Protestierende erhoffen sich eine Erholung Algeriens vom korrupten System

Die Forderungen der Algerier erinnern an die des Arabischen Frühlings: Langzeitmachthaber Abdelaziz Bouteflika solle zurücktreten, faire Wahlen sollen stattfinden, die Verfassung novelliert und endlich tiefgreifende Reformen eingeleitet werden. Die Massenproteste haben in Algeriens Machtgefüge ein Erdbeben ausgelöst. Der schwer kranke Präsident ließ Montagabend in einer schriftlichen Erklärung über die Staatsmedien verkünden, er trete nicht mehr an. Daraufhin reichte der Premierminister Ahmed Ouyahia seinen Rücktritt ein. Viele Algerier feiern diesen Rückzug als Etappensieg. Andere sind skeptisch, ob Bouteflikas Vorschläge eine wirkliche Veränderung bringen werden.

Eine Algerier feiert den angekündigten Rückzug Bouteflikas nach zwanzig Jahren

Denn in seinem Schreiben an die Nation erklärte Bouteflika auch, dass die für den 18. April angesetzte Präsidentschaftswahl abgesagt sei, wie die staatliche Nachrichtenagentur APS mitteilte. Eine Nationalkonferenz soll bis Ende 2019 über Reformen beraten und die Verfassung überarbeiten. Der bisherige Innenminister Noureddine Bedoui wurde mit einer Regierungsumbildung beauftragt. An dieser Konferenz sollen alle politischen und gesellschaftlichen Gruppen teilnehmen. Das Ergebnis soll dann dem Volk  vorgelegt werden. Geht es nach dem Präsidentenpalast sollen die nächsten Wahlen erst danach stattfinden. Bis zu diesem Zeitpunkt bleibt Bouteflika im Amt und überwacht den “Prozess der Transformation unseres Staatswesens”, wie es in seinem Schreiben an die Bevölkerung heißt.

Die Antwort der Bevölkerung ist klar und spiegelt sich auch in der digitalen Welt wieder. Unter dem Hashtag “#Keine Verlängerung der vierten Amtszeit” protestieren viele Algerier gegen Bouteflikas Plan. Dagegen gingen sie auch heute auf die Straße.
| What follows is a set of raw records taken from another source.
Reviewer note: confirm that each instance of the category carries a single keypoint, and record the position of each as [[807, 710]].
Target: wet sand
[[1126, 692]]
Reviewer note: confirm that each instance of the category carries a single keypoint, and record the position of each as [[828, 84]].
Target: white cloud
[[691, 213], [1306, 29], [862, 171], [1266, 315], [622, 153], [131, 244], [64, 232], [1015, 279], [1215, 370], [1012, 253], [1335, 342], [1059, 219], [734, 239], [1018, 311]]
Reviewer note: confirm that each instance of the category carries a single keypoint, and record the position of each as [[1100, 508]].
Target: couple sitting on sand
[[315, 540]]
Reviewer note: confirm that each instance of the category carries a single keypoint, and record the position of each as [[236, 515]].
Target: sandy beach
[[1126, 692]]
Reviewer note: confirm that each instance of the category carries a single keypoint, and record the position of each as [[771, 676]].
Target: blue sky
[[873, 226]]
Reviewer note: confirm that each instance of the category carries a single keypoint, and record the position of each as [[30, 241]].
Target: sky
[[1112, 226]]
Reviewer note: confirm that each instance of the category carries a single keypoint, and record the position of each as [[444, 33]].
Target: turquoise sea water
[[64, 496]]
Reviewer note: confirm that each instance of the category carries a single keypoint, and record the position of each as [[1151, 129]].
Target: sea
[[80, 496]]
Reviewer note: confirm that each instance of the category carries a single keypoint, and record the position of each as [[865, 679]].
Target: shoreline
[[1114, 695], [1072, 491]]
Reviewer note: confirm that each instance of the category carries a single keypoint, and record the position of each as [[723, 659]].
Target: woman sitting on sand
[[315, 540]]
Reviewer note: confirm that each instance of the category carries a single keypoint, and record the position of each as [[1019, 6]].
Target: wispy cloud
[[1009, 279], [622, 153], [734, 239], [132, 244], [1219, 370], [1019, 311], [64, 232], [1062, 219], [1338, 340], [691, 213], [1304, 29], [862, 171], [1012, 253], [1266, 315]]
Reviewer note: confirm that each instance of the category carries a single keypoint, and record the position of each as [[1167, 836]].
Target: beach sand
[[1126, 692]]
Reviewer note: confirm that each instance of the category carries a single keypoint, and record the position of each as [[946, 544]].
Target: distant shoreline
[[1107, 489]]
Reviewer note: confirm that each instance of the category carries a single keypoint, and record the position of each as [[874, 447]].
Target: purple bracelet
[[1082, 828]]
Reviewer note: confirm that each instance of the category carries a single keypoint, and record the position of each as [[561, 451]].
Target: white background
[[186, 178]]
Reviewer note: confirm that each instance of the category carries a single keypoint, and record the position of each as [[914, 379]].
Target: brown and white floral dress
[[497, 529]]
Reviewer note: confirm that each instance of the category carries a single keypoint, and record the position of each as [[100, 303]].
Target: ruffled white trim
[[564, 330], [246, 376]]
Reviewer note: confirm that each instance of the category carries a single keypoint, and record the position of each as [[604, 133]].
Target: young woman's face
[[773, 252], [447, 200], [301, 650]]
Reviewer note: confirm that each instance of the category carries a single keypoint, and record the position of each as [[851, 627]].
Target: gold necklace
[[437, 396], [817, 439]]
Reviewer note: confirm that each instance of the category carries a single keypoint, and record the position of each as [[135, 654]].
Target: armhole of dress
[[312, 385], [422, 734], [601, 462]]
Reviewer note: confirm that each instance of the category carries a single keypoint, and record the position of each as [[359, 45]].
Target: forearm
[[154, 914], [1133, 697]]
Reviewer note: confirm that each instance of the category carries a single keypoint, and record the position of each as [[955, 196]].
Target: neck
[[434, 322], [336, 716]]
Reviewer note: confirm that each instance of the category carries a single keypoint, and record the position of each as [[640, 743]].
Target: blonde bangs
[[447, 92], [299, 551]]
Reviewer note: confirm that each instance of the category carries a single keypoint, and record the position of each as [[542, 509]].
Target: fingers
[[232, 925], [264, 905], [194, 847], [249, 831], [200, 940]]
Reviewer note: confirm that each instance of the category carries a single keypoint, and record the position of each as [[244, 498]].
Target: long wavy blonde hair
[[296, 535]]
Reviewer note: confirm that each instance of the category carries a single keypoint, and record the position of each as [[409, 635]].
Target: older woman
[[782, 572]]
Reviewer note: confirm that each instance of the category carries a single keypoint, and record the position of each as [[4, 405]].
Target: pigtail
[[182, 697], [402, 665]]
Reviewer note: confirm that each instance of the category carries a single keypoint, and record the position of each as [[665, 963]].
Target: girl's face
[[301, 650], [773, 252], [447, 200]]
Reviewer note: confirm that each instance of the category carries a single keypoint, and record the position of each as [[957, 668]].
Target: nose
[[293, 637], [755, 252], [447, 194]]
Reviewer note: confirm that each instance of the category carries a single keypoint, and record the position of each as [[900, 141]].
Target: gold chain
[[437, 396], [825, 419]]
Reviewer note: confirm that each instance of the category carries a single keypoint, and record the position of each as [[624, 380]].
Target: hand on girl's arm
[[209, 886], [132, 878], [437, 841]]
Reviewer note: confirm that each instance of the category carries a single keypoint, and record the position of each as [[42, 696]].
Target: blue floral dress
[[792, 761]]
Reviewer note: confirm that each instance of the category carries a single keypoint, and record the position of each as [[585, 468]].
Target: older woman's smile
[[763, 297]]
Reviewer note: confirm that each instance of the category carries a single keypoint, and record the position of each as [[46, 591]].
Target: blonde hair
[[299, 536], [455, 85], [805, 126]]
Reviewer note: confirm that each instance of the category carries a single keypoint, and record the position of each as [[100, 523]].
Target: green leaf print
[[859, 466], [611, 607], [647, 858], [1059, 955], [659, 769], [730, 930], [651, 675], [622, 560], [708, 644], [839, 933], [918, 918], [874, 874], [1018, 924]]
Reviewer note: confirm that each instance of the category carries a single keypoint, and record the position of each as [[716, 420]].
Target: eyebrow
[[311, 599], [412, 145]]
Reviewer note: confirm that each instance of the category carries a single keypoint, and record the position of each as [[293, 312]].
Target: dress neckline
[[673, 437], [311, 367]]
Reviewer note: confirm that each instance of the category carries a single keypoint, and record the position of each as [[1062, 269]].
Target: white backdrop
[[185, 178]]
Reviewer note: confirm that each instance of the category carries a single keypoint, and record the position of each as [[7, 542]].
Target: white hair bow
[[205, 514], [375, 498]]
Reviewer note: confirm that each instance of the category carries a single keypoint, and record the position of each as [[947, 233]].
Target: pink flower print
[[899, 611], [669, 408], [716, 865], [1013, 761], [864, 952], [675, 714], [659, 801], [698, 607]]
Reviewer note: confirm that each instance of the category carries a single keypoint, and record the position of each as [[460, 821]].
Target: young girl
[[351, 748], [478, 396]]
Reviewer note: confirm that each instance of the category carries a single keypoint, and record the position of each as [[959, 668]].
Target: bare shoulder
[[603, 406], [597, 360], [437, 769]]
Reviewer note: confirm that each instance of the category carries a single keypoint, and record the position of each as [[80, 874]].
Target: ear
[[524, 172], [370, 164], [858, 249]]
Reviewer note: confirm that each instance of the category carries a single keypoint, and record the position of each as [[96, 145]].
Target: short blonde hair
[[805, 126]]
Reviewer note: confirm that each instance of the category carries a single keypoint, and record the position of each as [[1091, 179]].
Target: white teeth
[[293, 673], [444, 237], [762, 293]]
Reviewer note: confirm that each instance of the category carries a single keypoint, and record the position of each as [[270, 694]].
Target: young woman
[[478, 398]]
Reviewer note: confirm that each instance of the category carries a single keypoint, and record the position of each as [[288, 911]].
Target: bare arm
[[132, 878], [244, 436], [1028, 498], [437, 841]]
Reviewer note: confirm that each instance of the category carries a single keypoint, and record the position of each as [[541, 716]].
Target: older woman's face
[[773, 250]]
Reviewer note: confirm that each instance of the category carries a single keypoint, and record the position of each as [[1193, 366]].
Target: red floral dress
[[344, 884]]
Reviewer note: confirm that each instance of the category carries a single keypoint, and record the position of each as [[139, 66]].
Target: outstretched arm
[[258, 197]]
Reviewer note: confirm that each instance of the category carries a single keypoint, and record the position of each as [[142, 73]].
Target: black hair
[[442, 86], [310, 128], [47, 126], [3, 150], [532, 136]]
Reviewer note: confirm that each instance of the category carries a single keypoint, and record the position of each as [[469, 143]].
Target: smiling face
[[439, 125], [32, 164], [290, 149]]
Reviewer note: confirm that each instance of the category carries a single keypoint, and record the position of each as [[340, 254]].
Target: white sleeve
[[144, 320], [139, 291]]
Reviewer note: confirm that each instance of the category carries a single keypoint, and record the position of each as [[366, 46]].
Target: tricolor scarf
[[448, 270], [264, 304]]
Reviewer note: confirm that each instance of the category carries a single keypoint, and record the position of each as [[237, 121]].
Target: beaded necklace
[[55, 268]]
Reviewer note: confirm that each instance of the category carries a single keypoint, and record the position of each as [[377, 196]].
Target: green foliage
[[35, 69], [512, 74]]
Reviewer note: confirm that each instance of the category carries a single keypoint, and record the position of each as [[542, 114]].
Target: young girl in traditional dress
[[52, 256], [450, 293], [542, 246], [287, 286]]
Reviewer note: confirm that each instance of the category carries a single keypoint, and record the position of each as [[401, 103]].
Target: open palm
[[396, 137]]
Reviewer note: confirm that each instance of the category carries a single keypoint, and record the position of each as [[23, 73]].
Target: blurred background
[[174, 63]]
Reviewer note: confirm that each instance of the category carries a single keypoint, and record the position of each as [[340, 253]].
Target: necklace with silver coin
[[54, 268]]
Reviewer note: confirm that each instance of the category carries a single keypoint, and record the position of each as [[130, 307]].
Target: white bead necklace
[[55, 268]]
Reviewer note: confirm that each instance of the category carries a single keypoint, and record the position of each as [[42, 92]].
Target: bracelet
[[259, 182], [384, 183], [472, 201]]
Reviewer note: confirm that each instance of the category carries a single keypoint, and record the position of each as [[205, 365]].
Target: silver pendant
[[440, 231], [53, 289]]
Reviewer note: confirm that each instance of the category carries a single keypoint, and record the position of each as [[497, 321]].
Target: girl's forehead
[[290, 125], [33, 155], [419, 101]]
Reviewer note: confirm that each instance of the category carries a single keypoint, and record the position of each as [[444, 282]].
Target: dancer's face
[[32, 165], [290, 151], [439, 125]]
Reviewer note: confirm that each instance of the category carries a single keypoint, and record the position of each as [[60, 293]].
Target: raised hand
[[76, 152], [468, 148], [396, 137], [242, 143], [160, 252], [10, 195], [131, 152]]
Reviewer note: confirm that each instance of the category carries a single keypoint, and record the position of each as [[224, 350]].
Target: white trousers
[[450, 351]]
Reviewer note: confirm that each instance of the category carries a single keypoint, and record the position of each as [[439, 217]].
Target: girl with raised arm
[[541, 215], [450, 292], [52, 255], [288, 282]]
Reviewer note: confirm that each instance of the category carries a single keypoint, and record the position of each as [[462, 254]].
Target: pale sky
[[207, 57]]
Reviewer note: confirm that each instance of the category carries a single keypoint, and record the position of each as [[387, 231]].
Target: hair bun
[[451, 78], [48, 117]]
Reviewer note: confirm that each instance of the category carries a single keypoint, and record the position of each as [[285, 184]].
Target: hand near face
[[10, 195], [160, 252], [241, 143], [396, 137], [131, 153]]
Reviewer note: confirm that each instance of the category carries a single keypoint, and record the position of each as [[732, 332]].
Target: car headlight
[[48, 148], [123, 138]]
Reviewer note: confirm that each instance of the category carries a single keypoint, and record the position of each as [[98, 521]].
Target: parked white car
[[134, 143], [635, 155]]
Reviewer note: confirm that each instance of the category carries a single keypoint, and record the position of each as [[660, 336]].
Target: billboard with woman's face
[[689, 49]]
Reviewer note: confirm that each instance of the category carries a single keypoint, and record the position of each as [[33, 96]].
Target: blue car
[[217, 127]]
Auch Nahostexpertin Gudrun Harrer von der Universität Wien fürchtet, dass die Demonstranten mit diesem Plan Bouteflikas nicht zufrieden sein werden: “Der Jubel war groß, denn man dachte es ist ein signifikanter Schritt. Für ihn selbst ist es bestimmt ein großes Entgegenkommen. Aber Bouteflika ist noch lange nicht weg. Er bleibt im Amt, die vierte Amtszeit wird verlängert. Damit kann man nicht zufrieden sein, weil es keine wirklichen Zusagen für die Zukunft gibt.”

Bouteflikas Erbe

Staatspräsident Abdelaziz Bouteflika kam 1999 an die Macht und ist somit der am längsten amtierende Präsident Algeriens seit der Unabhängigkeit 1962.

Eine algerische Studentin fordert unter anderem das Ende der Korruption in ihrem Land

Auch wenn heute mehrere tausende Algerier gegen Bouteflika protestieren, einst wurde er als Nationalheld gefeiert. Er nahm am Befreiungskrieg teil und ist mit nur 26 Jahren vom Tourismusminister zum Außenminister aufgestiegen. Bouteflika gilt als kluger Politiker und Taktiker. Die Beendigung des Bürgerkrieges, die nationale Versammlung und sein Vorgehen gegen den islamistischen Terror gehören zu seinen größten Verdiensten.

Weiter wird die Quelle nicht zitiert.